O prefeito Gilson Marcos da Cruz (PSDB) informou que o setor jurídico do município está avaliando como cumprir a determinação dentro do prazo de 60 dias. Segundo ele, o principal obstáculo é o impasse judicial com o Instituto Unique, responsável pelo último concurso realizado. “Estamos pedindo a rescisão do contrato e a devolução do valor pago, para então abrir um novo edital”, explicou.
A disputa com a banca começou após um candidato denunciar falhas no certame, como a presença do nome da Câmara Municipal de outra cidade nas provas e questões repetidas de concursos anteriores. A denúncia foi confirmada em apuração do MPMS, que recomendou a anulação do processo seletivo.
A Justiça também determinou multa diária de R$ 5 mil caso o município mantenha contratações temporárias para funções que deveriam ser preenchidas por concursados. O MPMS destacou que a maior parte dessas contratações ocorre na área da Saúde, especialmente entre técnicos de enfermagem.

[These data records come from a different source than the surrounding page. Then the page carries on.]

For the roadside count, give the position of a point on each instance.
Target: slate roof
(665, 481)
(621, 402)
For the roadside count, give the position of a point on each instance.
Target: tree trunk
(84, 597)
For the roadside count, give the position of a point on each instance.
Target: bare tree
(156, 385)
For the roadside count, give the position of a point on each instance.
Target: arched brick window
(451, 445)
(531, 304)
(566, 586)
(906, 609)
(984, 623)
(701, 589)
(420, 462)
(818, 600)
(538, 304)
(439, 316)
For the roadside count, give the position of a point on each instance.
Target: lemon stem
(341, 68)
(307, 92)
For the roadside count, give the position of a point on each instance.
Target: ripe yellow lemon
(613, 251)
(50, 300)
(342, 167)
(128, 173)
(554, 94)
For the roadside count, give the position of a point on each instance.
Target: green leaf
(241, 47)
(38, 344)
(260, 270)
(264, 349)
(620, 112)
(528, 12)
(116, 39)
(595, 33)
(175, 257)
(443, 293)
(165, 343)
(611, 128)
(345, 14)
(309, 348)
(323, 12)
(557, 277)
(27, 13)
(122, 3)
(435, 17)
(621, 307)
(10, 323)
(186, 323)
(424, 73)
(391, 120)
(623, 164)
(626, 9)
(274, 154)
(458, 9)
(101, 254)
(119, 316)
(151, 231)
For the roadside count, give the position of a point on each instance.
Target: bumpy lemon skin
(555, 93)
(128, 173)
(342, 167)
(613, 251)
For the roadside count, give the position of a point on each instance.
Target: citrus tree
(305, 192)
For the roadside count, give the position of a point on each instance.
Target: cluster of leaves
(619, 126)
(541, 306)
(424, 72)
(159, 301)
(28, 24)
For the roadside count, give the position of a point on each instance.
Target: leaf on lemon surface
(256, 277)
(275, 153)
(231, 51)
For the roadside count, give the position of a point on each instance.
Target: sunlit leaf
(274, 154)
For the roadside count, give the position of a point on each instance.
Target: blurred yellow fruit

O prefeito justificou as admissões emergenciais alegando a necessidade de manter os serviços essenciais.
O Instituto Unique, com sede em São Paulo, afirmou em nota que não foi oficialmente notificado sobre o processo judicial e que a Prefeitura de Juti teria optado por não reaplicar as provas, mesmo após recomendação do MPMS. “O Instituto aguarda comunicação formal do município para proceder aos trâmites e informar os candidatos sobre o cancelamento do certame”, informou a empresa.
O Campo Grande News tentou novo contato com o prefeito para comentar a versão do instituto, mas não obteve retorno até o fechamento da matéria. O espaço segue aberto para manifestações da administração municipal.